WRIGHT AND MILLER, FEDERAL PRACTICE AND PROCEDURE § 2663, at 99-100 (1973). See also, ALI Restatement of the Law, Second, Judgments, § 4, § 113.

Id. at 910 (emphasis added).

Considering the language of Rules 5.01 and 54.03, and the policy considerations of notice and fairness which the Rules were designed to advance, we conclude that a motion to amend a complaint increasing the ad damnum must be served upon the party adjudged in default.

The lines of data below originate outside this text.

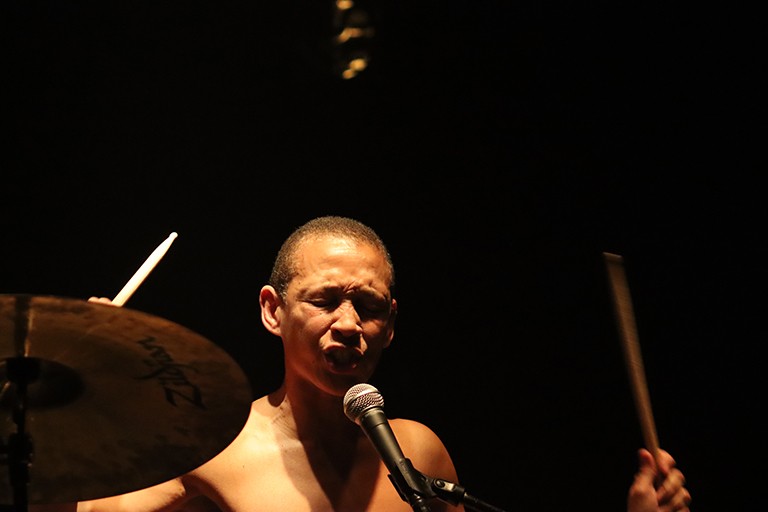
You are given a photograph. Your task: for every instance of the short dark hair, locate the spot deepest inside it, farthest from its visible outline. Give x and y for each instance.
(284, 268)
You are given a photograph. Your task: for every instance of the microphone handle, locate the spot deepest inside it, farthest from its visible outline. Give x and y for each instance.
(401, 472)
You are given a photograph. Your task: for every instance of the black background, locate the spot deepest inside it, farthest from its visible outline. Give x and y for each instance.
(498, 147)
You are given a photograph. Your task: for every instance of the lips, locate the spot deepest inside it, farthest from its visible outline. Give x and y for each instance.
(342, 359)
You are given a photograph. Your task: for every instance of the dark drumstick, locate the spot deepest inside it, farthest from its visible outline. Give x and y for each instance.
(634, 361)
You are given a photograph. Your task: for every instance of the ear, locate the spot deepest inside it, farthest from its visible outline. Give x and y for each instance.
(270, 302)
(391, 323)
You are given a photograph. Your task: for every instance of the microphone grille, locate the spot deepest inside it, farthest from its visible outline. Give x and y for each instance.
(359, 398)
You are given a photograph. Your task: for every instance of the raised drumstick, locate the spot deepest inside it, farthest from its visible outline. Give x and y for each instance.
(634, 361)
(144, 271)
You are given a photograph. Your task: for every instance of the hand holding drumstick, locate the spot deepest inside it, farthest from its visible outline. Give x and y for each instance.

Applying that rule to this case, we conclude that the portion of the trial court’s judgment awarding damages for personal injury to the plaintiff should be vacated. Because the plaintiffs motion to amend increasing the amount of damages was not served on the defendants, they were deprived of notice and an opportunity to take actions to protect their interests. We therefore agree with the Court of Appeals’ conclusion that it would be “patently unjust” to allow a plaintiff to claim an additional amount of damages after obtaining a default judgment, “without notice and opportunity to the defendant who, although apparently content not to defend against the original smaller demand, is entitled to oppose and defend against the increased demand.” It is this Court’s duty to “grant the relief on the law and facts to which the party is entitled or the proceeding otherwise requires” and this Court “may grant any relief, including the giving of any judgment and making of any order” so long as the relief granted is not in contravention of the province of the trier of fact.” Tenn. R.App.P. 36(a) (1995) (emphasis added). In accordance with that mandate, we remand this cause to the trial court for a new trial on damages for personal injury to the plaintiff.

CONCLUSION

We conclude that a plaintiff who takes a default judgment and who thereafter amends the complaint to increase the damages sought must serve the defendant with the motion to amend in accordance with Tenn. *396R.Civ.P. 4. Because the plaintiff here failed to comply with that rule, we vacate that portion of the trial court’s judgment awarding personal injury damages to the plaintiff. We affirm those portions of the judgment awarding damages for personal injury to Holder’s minor son, and for property damage to her car, and remand to the trial court for a new trial on personal injury damages to the plaintiff. Costs of this appeal are taxed equally between the parties.

DROWOTA, REID, BIRCH and WHITE, JJ., concur.